De la même manière, aux États-Unis, certains diocèses ont confié à des religieuses ou des laïcs des responsabilités équivalant à celles d’un vicaire général, en nommant la personne en question chancelier de la curie. Le chancelier ne doit en effet pas nécessairement être prêtre. En principe, il est chargé de la rédaction et de la conservation des actes officiels du diocèse, ce qui n’est pas une responsabilité écrasante. Mais le code permet de lui attribuer d’autres fonctions, sans préciser lesquelles, et c’est à partir de ce « flou » dans la loi que des évêques ont confié d’importantes responsabilités dans la curie diocésaine à des laïcs, en allant donc plus loin que ce que la loi au sens strict permet.
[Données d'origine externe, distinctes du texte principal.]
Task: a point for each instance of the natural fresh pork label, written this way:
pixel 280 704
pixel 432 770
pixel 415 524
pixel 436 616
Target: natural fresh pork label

On trouve de semblables coutumes praeter ou contra legem, c’est-à-dire qui vont au-delà de la loi, voire contre la loi, dans la vie paroissiale. Officiellement, la seule instance de participation des laïcs à la vie paroissiale prévue par le code est le conseil pastoral de paroisse, qui a un pouvoir consultatif. Sur le terrain, cependant, une autre instance s’est fortement développée ces dernières décennies et est maintenant intégrée dans les projets diocésains de restructuration des paroisses, c’est l’équipe pastorale ou équipe d’animation pastorale de la paroisse. Cette équipe, qui est parfois élue par les paroissiens, parfois composée par cooptation, est constituée d’une majorité de laïcs et exerce souvent un véritable pouvoir de gouvernement dans la paroisse. Cette réalité nouvelle est désormais reprise dans des textes diocésains officiels, qui tentent de concilier la pratique effective de coresponsabilité avec le prescrit canonique qui fait du curé le pasteur propre de la paroisse. À titre d’exemple, le chantier paroisse du diocèse de Liège de 2004, relatif aux unités pastorales, dit que l’équipe pastorale participe à l’exercice de la charge pastorale et assume la direction de l’unité pastorale avec le curé qui en est le responsable. Elle se compose du curé, éventuellement du vicaire et de prêtres auxiliaires, diacres, assistantes paroissiales et autres laïcs associés à la direction de l’unité. La lettre pastorale de Mgr De Kesel de 2004 sur l’avenir des paroisses à Bruxelles s’exprime en termes très proches, en disant que l’équipe pastorale partage l’exercice du souci pastoral et assure la direction de l’unité pastorale avec le prêtre qui en a la responsabilité. De par mon expérience personnelle dans l’unité pastorale des sarments forestois, l’équipe pastorale constitue une véritable instance de décision, où les laïcs membres de l’équipe sont vraiment partie prenante à l’élaboration de la politique pastorale de l’unité.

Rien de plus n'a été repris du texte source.